Imagem do filme «A Estrada» - Clicar para ampliar.

Chamam Gelsomina, mulher jovem mas de idade dificilmente definível, com um ar um pouco etéreo, caricato, como se dentro dela alguma disfunção a fizesse uma simples aos olhos de todos. É Zampanó que chega, na sua tranquitana, meio carroça, puxada por uma potente moto americana que já viu melhores dias. Traz a notícia de que Rosa, que um dia com ele partira, estrada fora, acompanhando-o no seu trabalho de saltimbanco, morrera e Zampanó vem perguntar se não pode agora, levar a irmã Gelsomina. Dez mil liras fecham a transacção, a mãe de Gelsomina convence-a que é melhor para todos ela ir com Zampanó.

Zampanó ensina Gelsomina a contracenar com ele, não sem alguma persuasiva violência. Apercebemo-nos que ele é um homem duro e brutal. Todavia, Zampanó não quer Gelsomina como companheira sexual, apesar de a apresentar como «sua senhora". Ela desgosta-se ao vê-lo desfrutar outras mulheres.

Um dia Gelsomina foge e vai ter a uma cidade em festa onde vê um malabarista, "Il Matto" ("O Louco"), a fazer um número cómico no arame a 40 metros do solo. Nessa noite, embriagada, vagueia pelas ruas já desertas quando surge a traquitana de Zampanó que a obriga a ir com ele.

Acordam em Roma, onde Zampanó consegue ingressar no circo miserável do senhor Giraffa, em que também trabalha "Il Matto". Gelsomina ouve, pela primeira vez uma melodia bela e triste que "Il Matto" toca num minúsculo violino e que a fascina. Mas o malabarista desde o princípio que começa a lançar piadas chocarreiras a Zampanó e, na noite da estreia, mistura-se com o público para o achincalhar. No fim do número, Zampanó persegue-o, em vão, gritando que um dia as pagará todas.

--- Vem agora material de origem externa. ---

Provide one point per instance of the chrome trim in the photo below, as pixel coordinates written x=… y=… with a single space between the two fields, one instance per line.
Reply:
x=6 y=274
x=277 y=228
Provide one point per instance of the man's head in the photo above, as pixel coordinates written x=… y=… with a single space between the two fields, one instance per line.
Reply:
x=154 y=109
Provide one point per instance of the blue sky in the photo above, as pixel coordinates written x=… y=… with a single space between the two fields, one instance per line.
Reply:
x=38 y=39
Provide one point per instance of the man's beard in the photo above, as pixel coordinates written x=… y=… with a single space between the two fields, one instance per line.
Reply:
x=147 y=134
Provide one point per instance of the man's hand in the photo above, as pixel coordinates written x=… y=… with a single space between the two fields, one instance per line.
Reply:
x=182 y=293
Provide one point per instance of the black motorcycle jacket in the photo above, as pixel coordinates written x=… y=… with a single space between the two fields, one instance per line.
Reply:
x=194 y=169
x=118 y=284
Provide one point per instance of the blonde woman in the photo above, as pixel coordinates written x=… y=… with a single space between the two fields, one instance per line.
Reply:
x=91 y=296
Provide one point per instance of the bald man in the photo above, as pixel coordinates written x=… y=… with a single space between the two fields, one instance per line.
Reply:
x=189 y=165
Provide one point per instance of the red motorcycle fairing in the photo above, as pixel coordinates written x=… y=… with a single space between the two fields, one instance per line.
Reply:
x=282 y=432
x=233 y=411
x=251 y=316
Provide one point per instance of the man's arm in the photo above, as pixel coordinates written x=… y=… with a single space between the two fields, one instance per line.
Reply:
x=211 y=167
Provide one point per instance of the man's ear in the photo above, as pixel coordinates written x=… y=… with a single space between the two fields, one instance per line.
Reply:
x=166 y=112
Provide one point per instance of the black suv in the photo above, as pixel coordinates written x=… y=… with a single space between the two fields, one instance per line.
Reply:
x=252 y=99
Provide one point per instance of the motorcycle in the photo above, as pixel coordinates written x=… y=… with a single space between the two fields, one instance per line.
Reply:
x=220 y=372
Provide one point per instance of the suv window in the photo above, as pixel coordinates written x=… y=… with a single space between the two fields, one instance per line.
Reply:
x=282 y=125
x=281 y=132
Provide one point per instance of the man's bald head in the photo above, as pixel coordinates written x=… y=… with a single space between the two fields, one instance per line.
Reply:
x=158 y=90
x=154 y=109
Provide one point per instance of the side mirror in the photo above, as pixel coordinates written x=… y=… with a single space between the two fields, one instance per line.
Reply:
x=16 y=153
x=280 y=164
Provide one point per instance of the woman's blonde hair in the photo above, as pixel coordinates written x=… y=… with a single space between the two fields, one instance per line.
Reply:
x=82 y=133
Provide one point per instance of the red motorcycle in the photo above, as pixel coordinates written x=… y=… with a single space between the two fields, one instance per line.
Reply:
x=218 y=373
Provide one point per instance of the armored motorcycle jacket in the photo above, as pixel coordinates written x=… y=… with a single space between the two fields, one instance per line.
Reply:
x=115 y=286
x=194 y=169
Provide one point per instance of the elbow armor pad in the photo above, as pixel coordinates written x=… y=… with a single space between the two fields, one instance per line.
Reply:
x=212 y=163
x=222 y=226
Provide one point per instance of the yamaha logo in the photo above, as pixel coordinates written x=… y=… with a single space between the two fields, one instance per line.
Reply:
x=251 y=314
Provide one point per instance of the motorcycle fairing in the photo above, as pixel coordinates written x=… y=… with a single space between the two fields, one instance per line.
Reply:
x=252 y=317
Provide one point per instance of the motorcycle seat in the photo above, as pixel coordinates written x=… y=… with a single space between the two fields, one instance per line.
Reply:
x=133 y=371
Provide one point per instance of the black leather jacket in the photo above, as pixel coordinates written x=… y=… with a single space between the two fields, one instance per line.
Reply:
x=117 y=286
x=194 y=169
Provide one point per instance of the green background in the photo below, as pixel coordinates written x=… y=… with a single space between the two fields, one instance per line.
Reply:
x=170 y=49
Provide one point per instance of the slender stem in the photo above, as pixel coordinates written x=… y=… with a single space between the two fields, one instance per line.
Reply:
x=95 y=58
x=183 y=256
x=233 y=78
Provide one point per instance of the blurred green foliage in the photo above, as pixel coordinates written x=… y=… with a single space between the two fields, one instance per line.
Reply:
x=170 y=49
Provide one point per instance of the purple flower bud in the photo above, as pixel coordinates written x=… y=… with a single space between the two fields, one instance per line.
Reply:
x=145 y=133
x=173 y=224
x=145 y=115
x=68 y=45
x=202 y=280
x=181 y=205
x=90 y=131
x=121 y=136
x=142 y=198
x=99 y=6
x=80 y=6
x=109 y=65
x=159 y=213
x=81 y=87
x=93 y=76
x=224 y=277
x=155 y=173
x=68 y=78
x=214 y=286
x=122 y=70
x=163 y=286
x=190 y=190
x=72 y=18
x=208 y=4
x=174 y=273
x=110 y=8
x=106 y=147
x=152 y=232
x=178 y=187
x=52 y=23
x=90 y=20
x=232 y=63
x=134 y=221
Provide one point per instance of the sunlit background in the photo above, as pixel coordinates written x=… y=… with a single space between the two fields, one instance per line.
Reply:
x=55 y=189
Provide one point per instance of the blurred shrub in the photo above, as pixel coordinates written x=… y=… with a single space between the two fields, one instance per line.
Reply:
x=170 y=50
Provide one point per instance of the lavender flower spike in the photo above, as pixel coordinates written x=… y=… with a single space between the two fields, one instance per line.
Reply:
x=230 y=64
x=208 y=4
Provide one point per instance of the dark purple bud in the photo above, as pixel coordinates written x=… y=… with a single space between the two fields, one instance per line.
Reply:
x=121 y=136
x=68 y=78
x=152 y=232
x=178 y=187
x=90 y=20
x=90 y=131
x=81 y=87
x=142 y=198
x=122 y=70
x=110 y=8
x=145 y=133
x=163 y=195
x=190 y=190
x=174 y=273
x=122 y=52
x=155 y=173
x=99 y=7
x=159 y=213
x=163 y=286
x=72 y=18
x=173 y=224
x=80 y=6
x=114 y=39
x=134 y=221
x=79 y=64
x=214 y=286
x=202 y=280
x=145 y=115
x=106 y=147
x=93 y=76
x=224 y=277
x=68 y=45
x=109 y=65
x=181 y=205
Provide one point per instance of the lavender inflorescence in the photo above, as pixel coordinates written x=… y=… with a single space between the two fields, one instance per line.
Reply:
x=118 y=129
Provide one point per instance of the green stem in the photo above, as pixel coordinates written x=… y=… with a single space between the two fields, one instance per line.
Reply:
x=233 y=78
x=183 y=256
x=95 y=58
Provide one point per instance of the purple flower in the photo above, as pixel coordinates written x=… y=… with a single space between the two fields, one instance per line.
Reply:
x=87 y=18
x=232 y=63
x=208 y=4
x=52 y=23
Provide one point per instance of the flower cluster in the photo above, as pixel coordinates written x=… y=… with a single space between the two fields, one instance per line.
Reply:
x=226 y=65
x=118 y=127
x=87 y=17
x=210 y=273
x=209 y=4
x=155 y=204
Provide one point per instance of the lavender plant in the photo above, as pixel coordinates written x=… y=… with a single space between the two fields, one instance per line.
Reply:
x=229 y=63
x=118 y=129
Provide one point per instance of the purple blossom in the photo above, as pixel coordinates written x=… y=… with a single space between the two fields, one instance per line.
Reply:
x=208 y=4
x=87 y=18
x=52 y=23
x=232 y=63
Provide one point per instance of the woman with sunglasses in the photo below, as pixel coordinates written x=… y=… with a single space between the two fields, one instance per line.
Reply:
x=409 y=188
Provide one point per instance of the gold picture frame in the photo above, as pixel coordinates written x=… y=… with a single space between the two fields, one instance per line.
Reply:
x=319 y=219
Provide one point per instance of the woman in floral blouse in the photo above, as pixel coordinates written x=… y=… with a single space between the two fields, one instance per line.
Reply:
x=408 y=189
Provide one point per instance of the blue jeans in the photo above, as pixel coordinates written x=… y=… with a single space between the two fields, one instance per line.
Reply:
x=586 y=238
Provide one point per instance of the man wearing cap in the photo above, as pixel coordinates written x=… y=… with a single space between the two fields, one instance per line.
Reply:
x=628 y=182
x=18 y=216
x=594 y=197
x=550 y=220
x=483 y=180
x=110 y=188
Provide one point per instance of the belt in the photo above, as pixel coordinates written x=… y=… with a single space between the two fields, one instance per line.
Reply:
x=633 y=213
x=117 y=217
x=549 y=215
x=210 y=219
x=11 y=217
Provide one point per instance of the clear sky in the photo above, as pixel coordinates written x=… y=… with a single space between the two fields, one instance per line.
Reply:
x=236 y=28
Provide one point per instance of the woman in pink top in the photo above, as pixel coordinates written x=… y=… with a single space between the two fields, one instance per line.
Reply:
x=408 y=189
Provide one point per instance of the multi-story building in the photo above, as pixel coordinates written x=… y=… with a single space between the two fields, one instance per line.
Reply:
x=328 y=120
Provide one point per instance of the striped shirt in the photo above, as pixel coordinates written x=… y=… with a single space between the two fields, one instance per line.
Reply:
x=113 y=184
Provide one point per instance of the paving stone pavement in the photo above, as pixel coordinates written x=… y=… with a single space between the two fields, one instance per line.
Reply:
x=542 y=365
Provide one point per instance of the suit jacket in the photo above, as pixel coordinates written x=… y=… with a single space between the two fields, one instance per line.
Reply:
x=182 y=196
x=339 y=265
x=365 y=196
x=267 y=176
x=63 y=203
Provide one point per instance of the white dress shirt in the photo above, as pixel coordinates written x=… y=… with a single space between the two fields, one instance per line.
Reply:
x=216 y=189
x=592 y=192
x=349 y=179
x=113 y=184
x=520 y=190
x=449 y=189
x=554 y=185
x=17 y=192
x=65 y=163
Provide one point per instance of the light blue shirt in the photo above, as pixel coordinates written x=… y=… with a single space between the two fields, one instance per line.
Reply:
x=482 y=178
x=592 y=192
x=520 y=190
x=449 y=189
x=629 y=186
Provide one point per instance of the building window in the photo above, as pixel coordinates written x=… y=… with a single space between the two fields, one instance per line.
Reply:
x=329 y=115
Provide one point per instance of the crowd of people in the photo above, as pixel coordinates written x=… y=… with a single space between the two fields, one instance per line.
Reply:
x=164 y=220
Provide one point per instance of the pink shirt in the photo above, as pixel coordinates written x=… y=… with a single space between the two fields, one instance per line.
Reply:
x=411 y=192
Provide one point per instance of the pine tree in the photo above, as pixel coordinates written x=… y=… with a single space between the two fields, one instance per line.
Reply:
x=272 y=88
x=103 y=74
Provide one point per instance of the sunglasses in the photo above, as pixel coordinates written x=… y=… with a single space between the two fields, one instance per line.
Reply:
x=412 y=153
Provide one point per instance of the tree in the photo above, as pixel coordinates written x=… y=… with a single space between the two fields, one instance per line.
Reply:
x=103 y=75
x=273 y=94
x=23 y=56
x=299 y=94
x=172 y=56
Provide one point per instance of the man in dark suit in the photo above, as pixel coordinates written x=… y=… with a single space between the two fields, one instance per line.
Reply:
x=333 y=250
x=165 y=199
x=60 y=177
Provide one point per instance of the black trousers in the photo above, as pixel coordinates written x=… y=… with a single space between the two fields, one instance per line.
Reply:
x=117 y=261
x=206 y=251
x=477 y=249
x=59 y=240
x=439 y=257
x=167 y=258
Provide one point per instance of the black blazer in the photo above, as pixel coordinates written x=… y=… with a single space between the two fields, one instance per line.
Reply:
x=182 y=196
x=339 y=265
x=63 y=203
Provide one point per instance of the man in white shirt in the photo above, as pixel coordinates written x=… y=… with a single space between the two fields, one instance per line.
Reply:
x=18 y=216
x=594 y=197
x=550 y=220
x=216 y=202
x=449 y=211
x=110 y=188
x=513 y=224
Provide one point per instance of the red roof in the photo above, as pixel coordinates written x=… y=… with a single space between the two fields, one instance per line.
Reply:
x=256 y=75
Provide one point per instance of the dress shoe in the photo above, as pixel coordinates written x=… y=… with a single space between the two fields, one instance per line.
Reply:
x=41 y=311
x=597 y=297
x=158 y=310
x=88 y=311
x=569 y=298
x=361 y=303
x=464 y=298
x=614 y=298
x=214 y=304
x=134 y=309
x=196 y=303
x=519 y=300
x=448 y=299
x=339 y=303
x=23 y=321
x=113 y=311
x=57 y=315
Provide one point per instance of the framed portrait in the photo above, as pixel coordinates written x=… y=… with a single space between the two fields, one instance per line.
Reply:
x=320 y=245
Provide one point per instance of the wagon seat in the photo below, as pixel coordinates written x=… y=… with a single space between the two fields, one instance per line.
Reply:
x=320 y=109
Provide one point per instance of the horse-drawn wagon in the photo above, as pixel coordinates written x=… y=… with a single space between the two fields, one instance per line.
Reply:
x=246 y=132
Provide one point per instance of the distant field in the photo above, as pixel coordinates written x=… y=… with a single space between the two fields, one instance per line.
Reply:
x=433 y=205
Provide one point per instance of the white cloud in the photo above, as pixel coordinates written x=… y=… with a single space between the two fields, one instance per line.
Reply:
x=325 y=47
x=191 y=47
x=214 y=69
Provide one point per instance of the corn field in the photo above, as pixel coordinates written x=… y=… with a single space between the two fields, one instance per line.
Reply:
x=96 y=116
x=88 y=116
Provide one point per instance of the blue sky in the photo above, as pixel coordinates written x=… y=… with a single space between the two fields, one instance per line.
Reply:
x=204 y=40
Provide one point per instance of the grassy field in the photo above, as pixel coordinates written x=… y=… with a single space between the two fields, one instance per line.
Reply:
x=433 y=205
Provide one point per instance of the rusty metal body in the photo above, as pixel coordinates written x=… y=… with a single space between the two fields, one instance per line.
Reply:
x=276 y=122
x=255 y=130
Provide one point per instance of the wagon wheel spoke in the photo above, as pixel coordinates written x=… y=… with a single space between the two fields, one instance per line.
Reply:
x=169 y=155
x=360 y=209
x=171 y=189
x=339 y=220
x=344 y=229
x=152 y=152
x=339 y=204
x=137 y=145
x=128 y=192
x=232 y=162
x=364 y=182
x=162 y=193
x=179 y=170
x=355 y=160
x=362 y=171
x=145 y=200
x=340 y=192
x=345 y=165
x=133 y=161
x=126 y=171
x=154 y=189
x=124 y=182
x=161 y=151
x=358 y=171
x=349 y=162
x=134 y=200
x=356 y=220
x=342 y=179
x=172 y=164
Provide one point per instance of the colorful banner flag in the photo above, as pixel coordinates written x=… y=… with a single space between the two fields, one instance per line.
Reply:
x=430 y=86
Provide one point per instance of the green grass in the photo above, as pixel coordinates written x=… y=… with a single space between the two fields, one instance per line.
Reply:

Na manhã seguinte "Il Matto" persuade Gelsomina a contracenar com ele num entremez cómico-musical que começam a ensaiar. Mas Zampanó quando chega ao acampamento, proíbe-a de trabalhar com o outro. No meio da discussão que se gera, "Il Matto" agarra num balde cheio de água e encharca Zampanó que, fora de si, corre atrás dele com uma faca na mão. Ninguém o consegue segurar, tal é a sua fúria. Mas a policia chega e prende-o.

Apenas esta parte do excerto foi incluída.